The remains of my Tom Ford Quad eyeshadow and my depleted L'Occitane hand cream stain the sink like an ink blot. My hair is a fucking mess, but it's no longer blonde. I could not get the staining from the eyeshadow-hand cream mélange off my right hand, so I stain my left hand and draw henna tattoo snakes and flames up my forearms, using my nails to fine-tune the lines. My hands look like they are covered in some weird Medusa gloves, but it looks deliberate, considered.
Turned inside out, my Hunger dress looks like a dress turned inside out until I rip out the label. Then it just looks odd. Getting the dress back on without touching it with my hands involves a wire coat hanger, wriggling, and three tries. Truth is, I look like some deranged mock-Goth with poor drafting skills, but I do not look like a blonde in a zinc dress. In compensation, I smell fucking gorgeous.
It's maybe midday.
Maybe later.
I walk to the ground floor and find the door to the entrance is shut, which starts a panic, but as I push, it cracks open.
Deep breath.
Out into Sicilian Arcade.
Busy as a cut-through but not crowded.
Double edge to that knife.
Can't hide in a crowd, but not so many people to notice me.
Some shade in the arcade, but the main street is a hot gully of sunlight.
And it's busy.
A sign high up on the building opposite tells me this is High Holborn.
High Holborn crosses another wide street a little further down.
Traffic lights and crowds waiting to cross.
I walk to the crossroads where the crowds are waiting.
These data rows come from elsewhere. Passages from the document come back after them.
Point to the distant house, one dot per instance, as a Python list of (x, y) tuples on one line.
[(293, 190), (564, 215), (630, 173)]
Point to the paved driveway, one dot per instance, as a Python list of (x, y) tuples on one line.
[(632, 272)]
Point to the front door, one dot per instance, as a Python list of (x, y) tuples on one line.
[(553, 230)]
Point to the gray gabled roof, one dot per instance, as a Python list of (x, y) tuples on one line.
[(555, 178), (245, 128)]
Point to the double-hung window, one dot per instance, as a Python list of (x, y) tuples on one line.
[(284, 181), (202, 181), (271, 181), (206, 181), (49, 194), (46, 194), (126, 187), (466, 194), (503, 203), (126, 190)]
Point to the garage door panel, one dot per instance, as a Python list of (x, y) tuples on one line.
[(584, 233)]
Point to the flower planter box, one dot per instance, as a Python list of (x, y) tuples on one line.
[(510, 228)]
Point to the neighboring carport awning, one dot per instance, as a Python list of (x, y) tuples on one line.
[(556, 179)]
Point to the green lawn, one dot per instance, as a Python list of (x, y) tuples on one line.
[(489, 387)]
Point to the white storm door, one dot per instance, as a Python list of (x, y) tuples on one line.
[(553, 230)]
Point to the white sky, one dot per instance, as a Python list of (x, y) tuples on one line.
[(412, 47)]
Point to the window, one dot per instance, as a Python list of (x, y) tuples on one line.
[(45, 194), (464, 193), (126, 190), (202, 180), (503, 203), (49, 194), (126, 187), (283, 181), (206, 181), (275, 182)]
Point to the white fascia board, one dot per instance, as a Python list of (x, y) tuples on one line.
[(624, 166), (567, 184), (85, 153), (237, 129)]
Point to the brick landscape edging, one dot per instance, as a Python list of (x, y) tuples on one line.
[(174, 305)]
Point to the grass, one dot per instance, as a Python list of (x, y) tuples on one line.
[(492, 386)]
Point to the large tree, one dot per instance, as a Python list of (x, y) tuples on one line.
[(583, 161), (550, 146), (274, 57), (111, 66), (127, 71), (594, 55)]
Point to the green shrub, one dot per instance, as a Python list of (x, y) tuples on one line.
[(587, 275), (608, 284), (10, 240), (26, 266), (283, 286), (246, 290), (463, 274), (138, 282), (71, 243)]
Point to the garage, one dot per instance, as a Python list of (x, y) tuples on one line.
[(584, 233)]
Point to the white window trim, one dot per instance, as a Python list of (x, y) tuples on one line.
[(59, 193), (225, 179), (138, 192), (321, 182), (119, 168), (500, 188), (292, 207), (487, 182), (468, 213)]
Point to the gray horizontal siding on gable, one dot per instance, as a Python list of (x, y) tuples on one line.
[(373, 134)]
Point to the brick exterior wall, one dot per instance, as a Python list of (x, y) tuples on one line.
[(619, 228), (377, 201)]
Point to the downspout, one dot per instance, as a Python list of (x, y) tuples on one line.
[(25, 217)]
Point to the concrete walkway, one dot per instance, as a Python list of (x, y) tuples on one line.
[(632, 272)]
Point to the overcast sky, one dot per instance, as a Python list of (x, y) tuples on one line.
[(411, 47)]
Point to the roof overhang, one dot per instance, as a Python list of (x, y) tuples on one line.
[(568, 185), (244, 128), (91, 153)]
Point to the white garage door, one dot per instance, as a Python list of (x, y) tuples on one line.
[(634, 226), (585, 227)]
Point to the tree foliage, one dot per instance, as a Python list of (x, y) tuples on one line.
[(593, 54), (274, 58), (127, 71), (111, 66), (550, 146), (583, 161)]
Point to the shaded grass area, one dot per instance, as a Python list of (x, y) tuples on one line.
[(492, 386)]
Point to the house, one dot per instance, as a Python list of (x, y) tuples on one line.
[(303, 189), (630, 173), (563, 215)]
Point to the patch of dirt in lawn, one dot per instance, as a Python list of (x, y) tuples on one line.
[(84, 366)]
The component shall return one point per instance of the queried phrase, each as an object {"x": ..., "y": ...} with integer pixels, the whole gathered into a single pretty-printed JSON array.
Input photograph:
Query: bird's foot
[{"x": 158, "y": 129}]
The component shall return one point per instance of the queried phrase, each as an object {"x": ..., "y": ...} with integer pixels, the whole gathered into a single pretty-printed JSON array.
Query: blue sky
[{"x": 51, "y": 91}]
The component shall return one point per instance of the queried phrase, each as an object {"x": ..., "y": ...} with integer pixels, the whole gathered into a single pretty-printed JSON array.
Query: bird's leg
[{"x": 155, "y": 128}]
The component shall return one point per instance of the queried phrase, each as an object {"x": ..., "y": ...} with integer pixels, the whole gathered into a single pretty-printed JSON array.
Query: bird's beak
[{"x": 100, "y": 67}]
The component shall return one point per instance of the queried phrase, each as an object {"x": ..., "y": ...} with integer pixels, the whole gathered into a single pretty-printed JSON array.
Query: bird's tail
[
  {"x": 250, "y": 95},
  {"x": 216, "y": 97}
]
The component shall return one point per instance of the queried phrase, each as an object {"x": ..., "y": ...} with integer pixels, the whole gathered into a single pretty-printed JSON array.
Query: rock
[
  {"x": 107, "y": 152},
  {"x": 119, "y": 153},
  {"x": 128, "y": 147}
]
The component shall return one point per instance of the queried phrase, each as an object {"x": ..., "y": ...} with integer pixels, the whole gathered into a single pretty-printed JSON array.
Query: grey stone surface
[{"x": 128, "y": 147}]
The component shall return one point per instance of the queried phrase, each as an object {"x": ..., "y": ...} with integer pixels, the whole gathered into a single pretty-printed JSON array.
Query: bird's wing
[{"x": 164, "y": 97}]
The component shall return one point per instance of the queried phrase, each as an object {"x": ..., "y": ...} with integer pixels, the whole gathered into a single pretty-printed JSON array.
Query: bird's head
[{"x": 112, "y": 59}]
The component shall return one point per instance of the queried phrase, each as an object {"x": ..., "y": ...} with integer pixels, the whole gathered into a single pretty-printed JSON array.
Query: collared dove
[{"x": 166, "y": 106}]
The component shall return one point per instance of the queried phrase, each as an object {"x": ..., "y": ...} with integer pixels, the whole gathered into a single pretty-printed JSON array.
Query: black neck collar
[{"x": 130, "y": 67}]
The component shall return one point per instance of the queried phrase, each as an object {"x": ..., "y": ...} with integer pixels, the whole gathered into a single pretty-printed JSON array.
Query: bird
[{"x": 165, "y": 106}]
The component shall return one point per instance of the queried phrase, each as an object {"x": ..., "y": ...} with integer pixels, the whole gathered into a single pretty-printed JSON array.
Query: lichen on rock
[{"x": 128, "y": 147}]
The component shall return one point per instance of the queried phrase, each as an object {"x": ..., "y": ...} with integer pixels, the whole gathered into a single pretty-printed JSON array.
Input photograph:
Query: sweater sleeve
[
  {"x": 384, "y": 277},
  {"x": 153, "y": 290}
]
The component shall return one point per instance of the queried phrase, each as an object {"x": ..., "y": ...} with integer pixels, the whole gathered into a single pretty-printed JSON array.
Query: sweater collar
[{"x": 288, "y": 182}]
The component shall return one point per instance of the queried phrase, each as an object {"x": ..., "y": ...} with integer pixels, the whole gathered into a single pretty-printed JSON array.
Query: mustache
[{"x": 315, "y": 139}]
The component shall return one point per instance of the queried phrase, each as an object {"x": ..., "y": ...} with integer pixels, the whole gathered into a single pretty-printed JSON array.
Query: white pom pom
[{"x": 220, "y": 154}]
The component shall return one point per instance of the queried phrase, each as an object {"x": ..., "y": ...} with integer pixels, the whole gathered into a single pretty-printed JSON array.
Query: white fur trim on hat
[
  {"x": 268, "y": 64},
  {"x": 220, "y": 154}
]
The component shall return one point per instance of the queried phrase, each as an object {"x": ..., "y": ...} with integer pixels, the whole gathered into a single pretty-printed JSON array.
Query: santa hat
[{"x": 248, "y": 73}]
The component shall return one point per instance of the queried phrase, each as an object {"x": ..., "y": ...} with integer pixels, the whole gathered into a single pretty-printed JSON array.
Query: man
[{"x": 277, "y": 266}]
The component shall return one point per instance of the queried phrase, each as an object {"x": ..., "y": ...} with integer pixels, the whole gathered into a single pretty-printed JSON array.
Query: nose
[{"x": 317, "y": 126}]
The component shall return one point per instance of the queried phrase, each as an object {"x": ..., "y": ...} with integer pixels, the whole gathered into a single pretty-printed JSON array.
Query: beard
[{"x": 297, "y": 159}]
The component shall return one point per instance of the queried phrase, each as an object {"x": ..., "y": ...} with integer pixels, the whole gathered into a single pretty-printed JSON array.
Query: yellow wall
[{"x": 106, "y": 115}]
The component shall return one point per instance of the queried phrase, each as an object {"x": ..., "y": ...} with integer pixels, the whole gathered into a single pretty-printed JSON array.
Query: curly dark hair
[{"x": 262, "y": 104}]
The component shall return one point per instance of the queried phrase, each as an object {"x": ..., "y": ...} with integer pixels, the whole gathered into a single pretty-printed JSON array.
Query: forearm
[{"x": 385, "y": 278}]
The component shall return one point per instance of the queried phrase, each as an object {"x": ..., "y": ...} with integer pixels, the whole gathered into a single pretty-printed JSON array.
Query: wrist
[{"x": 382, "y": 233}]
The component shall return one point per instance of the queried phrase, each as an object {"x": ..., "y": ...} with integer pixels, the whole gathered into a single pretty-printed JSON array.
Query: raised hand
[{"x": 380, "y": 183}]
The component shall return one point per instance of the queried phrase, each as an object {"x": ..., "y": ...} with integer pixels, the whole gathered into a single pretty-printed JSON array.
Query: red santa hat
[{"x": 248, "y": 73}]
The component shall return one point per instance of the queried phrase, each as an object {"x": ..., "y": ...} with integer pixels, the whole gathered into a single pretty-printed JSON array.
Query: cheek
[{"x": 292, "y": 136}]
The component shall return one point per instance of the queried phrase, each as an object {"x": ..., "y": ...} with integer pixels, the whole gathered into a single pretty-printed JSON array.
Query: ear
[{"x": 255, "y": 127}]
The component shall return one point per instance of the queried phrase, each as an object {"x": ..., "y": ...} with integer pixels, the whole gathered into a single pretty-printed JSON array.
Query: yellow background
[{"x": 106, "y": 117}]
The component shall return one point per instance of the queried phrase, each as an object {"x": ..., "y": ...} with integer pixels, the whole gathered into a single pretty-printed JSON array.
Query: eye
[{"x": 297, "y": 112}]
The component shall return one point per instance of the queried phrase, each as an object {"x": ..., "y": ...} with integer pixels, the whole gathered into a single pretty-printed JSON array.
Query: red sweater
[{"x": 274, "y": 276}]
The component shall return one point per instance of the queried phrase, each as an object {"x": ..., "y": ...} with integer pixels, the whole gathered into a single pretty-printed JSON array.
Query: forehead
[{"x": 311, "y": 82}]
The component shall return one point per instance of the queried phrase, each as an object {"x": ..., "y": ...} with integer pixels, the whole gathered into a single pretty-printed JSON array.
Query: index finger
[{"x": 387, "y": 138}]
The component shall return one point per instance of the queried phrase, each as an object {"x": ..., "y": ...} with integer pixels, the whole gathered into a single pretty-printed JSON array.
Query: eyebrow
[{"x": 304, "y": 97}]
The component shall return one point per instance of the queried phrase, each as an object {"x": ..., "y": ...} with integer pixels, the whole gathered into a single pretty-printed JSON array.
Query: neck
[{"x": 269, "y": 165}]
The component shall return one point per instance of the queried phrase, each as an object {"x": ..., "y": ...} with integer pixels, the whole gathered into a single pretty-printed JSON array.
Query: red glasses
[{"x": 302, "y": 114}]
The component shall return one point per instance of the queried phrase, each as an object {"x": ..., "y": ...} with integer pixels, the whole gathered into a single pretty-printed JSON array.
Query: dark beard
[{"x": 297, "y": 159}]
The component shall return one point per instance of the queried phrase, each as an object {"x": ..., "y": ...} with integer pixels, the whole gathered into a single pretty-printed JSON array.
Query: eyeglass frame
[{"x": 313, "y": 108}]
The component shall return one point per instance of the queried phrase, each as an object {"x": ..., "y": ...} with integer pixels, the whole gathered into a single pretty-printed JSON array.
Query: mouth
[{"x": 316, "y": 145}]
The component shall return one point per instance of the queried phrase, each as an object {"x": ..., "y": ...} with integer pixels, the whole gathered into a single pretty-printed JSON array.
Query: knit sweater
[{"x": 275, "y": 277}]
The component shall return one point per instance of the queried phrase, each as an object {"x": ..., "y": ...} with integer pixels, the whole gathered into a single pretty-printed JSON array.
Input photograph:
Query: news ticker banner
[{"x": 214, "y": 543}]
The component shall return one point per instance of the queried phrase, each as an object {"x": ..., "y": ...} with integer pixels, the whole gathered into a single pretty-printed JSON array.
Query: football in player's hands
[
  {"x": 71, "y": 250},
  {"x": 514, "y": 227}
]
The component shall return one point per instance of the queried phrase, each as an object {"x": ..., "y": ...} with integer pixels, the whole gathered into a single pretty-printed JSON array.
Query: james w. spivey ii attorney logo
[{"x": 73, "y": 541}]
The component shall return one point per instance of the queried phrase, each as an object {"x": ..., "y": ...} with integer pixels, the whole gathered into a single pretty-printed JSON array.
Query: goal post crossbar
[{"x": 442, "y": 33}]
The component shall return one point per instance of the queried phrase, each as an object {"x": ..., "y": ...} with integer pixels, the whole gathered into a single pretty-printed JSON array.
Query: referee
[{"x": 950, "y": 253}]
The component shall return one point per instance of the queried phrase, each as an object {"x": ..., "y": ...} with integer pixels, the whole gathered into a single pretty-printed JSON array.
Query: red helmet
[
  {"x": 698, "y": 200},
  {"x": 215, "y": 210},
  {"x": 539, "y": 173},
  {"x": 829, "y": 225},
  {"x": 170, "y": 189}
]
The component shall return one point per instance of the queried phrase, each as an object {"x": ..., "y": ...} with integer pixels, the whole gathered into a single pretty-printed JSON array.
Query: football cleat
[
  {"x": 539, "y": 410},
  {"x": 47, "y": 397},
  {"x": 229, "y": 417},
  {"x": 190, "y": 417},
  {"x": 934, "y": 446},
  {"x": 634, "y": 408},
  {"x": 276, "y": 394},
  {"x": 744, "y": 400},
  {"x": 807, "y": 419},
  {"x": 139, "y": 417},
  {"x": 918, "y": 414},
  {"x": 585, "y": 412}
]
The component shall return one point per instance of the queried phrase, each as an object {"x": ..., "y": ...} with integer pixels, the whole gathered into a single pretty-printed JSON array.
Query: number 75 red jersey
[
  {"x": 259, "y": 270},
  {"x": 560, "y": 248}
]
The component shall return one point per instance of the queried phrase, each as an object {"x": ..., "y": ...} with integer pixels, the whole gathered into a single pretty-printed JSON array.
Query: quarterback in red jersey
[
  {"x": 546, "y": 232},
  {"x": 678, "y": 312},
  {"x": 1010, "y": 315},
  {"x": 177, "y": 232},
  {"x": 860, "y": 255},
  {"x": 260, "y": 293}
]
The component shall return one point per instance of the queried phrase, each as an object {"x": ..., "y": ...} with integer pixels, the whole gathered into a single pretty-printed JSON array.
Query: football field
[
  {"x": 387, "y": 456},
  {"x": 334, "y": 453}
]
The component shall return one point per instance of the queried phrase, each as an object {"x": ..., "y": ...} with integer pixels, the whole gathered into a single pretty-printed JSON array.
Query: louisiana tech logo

Keep close to the buildings.
Make myself small.
Some prying eyes.
Disguise not working.
But then.
I pass by a shop window and catch sight of myself.
From this distance, in this particular window, I look like a Goth in a summer dress. I look like a statement. Not invisible, distinctive, but in an office girl playing at fashion mashups kind of way, and therefore in London, nothing special.
I begin to breathe a little.
At the junction the lights change, and I cross with the crowd.
I reach into my tote for my phone.
On the other side I wait with the crowd crossing the intersecting street. There is a woman in front of me.
Short blonde hair!
I turn on my phone.
Somewhere the trace race begins.
Key in the code.
Slip it into her jacket pocket.
The lights change and she crosses the road with the crowd as I step back, getting buffeted by the pedestrians.
I watch her walk toward the Tube station.
Then she walks into the station entrance.
Bellissima!
Perfetta!
Decoy launched.
Breathe in.
Breathe out, Olivia
Tight pace, I'm glad Olivia came up with a plan.